From early June through the end of July, seven blind and visually impaired individuals discovered the benefits of Pilates.
There’s usually a pivotal moment of discovery for most people who gradually lose their vision that life as they know it will never be the same.
For Nashville native James Brown, that moment of clarity occurred in his early teens. The 49-year-old Brown was diagnosed with retinitis pigmentosa at around age six. His vision gradually declined over the years to the point where he was down to light perception by age 21.
Some doctors are blunt about what to expect, often giving the most dire prognosis regarding blindness. This was not the case with Brown.
“Doctors told me, ‘you might not ever lose your vision’. They really didn’t tell me how bad it was because I was able to read print almost like everyone else… They (sometimes) try to tell people the most rosy picture. They don’t really prepare you for what’s probably going to come.”
At age 13, Brown realized his life would not look like everyone else’s in the sighted world. One day, his mom came to pick him up from school. As they were pulling out of the parking lot, Brown suddenly began asking himself how people could possibly lead a normal life as a blind person. He experienced the usual emotions of anger and bitterness for several years before acceptance finally took hold.
Brown, who has a bachelor’s degree in political science from Middle Tennessee State University and a master’s in psychology from Trevecca Nazarene University in Nashville, began using a cane in college after most of his vision had disappeared. He decided there were two choices: try to cover up his blindness or make it obvious to the rest of the world.

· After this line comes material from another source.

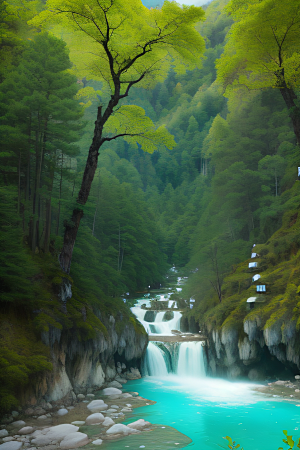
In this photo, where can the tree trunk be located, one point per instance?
(71, 229)
(290, 99)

“When I started using my cane, that was sort of the identifier to say, ‘hey, I’m really blind and I’m going to stop trying to fake it. When I did that, it really opened up a lot of opportunities for me to be who I was and become independent.”
In 2007, Brown joined the National Federation of the Blind after being awarded one of their collegiate scholarships. He remembers sitting at the hotel bar during his first national convention in Atlanta. To his right sat a blind television producer, a blind lawyer was to his left and a blind scientist further down.
“I was like, ‘maybe I need to figure out what these people have.”
Brown became involved with NFB and is in his eighth year as president of the Tennessee chapter. Growing up, he was as active as most kids even while losing his vision: riding his bike, playing dodgeball and kickball. While attending the Tennessee School for the Blind, he ran track and joined the wrestling team.
Brown was intrigued when he was contacted one day last year by Foreseeable Future Foundation CEO Griffin Pinkow, who wanted to partner with NFB Nashville. They discussed a number of possibilities before settling on organizing a Pilates class. Brown received a grant from the foundation that would cover the cost of paying an instructor, while NFB Nashville funded the equipment that would be used.
The process of locating an instructor took some time. One had to back out at the last minute because of a scheduling conflict. Brown finally found a teacher and held a two-month class that ran from June through the end of July.
According to the Cleveland Clinic, Pilates was first developed in the early 20th century by Joseph Pilates. It was first used as a way for dancers to recover from injury. In recent years, it has gained traction as a form of exercise and body conditioning with a wide range of health benefits including increased flexibility, muscle tone and strength. Like yoga, tai chi and other similar exercises, the benefits of Pilates can be therapeutic and preventative.
Another benefit for blind individuals is unlike other sports or recreational activities, Pilates doesn’t need to be modified. The instructor went to each participant and explained every routine.
“You’re basically working just like any other person would work. We purchased each person an exercise mat, bands, a foam roller, yoga stretching bands and a yoga ball. You’re pretty much able to take everything you learned after class and take it home and do whatever you would like.”
The Nashville Pilates Class took place twice a week for an hour at Well Body Pilates Studio. Seven blind and low vision participants took part in stretching, band work, stabilization and core work. They were allowed to keep the equipment and were encouraged to work on their own outside class.
Brown was pleased with the success of the first class and hopes to plan another sometime next year. The Foreseeable Future grant had a major impact on many of the participants. One woman in her sixties told Brown her blood sugar level is lower now than before she started the Pilates class. She has since come off insulin and is using exercise to maintain that level.
To Brown, success stories like her is what these classes are all about.
“I was impressed with the core strength (Pilates) can allow you to have within a couple months of taking two classes a week. I could definitely tell a difference.”